I have been teaching graduate-level courses for a very long time now, but my methods teaching has increased several times over because I am now associated with FLACSO’s Methods Lab, so my teaching load is much more focused on methodological pedagogy. Over the past year I’ve taught Comparative Methods, Qualitative Methods, Research Design, Research Methodology, Thesis Seminar, Mixed Methods. This Spring, I was asked by my students and colleagues to design a “Qualitative Data Analysis and Interpretation” course for Masters and Doctoral candidates and potentially faculty who might be interested in the topic.
In this post, I am going to share with you a few insights I learned from designing (from scratch) a qualitative methods course. Disclosure: I was the Editor for the Americas of the International Journal of Qualitative Methods. I apply qualitative methods in my research (though I am a mixed methods person and feel equally comfortable with quantitative methods). I teach qualitative methods. I write and publish methods pieces.
All this is to say: I’m most definitely not a newbie to the field/to the methods. Nevertheless, despite NOT being a newcomer, I invested a lot of time and money preparing to design this course.
Preparing syllabi is HARD and takes a lot of time and effort.
In order for me to properly design a “Qualitative Data Analysis and Interpretation” Masters/PhD level course, I:
– went and read (and in some cases, re-read) 31 books.
– emailed two professor friends who shared their syllabi with me.
– downloaded and read 15 different syllabi.
I invested more than 60 hours of my life JUST thinking through which readings and in which order, and which activities I was going to implement. Obviously, it also took me a few hours (4-6) to write the actual syllabus.

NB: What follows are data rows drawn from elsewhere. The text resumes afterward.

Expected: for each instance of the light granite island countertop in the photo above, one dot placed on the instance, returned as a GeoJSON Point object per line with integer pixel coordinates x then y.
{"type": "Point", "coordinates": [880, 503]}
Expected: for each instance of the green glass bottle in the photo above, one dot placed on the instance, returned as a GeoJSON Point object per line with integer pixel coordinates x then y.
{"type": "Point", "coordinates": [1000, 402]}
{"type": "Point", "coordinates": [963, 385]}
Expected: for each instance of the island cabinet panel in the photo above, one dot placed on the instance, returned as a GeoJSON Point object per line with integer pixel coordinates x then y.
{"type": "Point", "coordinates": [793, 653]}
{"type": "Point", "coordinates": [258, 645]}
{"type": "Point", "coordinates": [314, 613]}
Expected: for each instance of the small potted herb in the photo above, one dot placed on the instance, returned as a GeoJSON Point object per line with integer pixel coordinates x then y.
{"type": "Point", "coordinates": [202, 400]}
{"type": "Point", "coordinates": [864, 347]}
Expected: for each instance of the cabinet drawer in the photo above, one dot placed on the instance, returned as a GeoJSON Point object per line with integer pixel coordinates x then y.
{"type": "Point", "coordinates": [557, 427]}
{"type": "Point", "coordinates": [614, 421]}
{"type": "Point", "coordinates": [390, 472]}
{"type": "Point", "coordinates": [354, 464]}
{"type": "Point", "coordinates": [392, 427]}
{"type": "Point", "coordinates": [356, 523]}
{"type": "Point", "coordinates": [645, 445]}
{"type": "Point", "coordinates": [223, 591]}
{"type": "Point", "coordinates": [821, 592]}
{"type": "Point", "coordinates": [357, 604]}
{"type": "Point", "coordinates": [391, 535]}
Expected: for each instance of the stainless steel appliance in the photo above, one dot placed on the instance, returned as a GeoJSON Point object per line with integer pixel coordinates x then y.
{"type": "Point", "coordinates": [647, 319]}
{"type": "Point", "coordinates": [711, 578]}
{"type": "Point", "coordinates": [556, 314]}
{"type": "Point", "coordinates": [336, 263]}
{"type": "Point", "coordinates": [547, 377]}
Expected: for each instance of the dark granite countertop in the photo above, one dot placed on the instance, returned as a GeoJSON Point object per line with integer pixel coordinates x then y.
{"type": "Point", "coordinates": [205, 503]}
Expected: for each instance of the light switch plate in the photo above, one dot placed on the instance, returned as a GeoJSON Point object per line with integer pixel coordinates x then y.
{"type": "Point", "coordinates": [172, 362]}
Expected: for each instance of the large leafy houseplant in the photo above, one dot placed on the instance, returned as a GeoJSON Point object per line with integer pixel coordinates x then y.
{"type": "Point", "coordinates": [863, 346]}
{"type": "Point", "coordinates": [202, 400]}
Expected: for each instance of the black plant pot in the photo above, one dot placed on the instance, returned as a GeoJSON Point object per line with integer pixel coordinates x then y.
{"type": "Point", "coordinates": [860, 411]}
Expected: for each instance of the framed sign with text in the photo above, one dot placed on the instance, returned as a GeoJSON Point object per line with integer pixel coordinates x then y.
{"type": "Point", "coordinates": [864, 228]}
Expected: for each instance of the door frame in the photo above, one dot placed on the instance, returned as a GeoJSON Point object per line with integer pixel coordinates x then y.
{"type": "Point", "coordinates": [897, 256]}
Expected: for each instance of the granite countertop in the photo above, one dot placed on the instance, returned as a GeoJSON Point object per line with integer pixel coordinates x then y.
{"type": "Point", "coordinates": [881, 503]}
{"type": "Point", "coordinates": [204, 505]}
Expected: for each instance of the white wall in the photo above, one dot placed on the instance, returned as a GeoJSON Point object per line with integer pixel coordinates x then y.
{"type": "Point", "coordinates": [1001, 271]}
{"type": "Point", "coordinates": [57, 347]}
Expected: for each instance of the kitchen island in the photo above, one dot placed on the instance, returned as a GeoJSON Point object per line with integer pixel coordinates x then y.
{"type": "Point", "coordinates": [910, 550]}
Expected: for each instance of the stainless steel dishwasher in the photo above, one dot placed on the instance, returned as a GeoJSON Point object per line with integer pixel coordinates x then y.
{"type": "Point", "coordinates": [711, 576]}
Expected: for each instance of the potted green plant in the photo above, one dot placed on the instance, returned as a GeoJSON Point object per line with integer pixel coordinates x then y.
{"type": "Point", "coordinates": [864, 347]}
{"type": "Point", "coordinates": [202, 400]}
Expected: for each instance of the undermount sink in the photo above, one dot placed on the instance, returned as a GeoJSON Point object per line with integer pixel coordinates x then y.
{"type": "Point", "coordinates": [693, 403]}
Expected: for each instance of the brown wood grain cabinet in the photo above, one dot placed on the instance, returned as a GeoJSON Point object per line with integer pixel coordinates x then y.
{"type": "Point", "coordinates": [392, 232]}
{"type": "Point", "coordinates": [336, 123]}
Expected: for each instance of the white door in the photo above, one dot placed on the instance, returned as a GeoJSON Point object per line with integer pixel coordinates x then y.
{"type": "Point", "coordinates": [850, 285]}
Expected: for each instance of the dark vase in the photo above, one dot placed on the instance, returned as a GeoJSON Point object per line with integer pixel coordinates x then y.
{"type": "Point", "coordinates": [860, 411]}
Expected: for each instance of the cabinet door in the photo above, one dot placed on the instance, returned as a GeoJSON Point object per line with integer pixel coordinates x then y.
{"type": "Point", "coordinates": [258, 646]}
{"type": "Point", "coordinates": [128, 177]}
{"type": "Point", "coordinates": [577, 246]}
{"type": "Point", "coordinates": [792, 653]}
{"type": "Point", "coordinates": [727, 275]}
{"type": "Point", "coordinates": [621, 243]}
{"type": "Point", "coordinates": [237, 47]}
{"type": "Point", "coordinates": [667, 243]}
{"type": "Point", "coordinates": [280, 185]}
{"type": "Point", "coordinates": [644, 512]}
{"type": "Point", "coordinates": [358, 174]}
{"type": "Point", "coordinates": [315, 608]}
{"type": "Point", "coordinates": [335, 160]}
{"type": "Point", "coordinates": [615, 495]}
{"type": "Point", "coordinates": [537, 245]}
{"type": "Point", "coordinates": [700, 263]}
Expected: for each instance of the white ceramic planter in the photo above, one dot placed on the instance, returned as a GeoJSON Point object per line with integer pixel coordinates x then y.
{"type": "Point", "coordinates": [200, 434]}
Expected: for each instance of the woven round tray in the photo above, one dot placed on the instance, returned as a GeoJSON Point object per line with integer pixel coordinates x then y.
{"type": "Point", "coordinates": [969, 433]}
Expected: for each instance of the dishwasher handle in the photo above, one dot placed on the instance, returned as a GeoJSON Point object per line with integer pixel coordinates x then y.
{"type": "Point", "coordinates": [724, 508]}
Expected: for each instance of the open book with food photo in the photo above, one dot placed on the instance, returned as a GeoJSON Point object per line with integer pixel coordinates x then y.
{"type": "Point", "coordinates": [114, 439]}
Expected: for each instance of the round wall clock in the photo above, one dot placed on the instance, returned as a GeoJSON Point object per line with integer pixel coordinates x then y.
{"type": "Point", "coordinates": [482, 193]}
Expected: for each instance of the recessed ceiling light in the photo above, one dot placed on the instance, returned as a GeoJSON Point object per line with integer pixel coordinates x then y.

What did I learn, after all this?
Well, this will be no news to qualitative researchers, but IT’S FREAKING HARD TO DESIGN A QUALITATIVE METHODS SYLLABUS. There are so many different ways in which I could slice and dice this course. I could craft a 3 semesters sequence (basic, intermediate, advanced).
For my “ethnography in comparative policy analysis” chapter, I read 20 books. 20 ethnographies. https://t.co/6f9UyMTXUU
Teaching a semester-long seminar on ethnography (just the mere basics) would require me to eschew some of these incredible works, pick-and-choose.
— Dr Raul Pacheco-Vega (@raulpacheco) July 4, 2021
I could teach a 3-semesters-long sequence on ethnography alone. And that would *just* scratch the surface. I have considered teaching “Foundations of Ethnography”, “Intermediate Ethnography” and “Advanced Topics in Ethnography” and I still have a lot more books to assign than I could cover in any course.
I’ve read 32 books JUST on fieldwork, JUST to think through the mere idea of how to teach students how to enter the field, how to collect data, how to protect themselves.
My point: EVERY course on qualitative methods is bound to miss stuff. You can teach “the mere basics”, a survey, that then gives students the opportunity to develop a specific analytic technique, epistemological and ontological approach. But no course is going to cover EVERYTHING.
In my view, it’s a good idea to teach AT LEAST ONE COURSE in qualitative methods, but we need to be keenly aware and cognizant that there will be gaps that we haven’t filled and that there are new developments that won’t show up in our syllabi on time.
That’s ok too.
Obviously, I still believe we need to be rigorous in what we teach and how we teach in qualitative methods https://t.co/8iTqEedxbH
This is perhaps the most important insight I’ve gained after teaching several sequences of Research Design, Comparative Methods, Mixed Methods.
— Dr Raul Pacheco-Vega (@raulpacheco) July 4, 2021
Whatever you teach, make sure you include rigorous and well-crafted exemplars that your students and you can deconstruct in class and learn from. That’s one key lesson that I have learned after teaching undergraduate, Masters and PhD-level courses.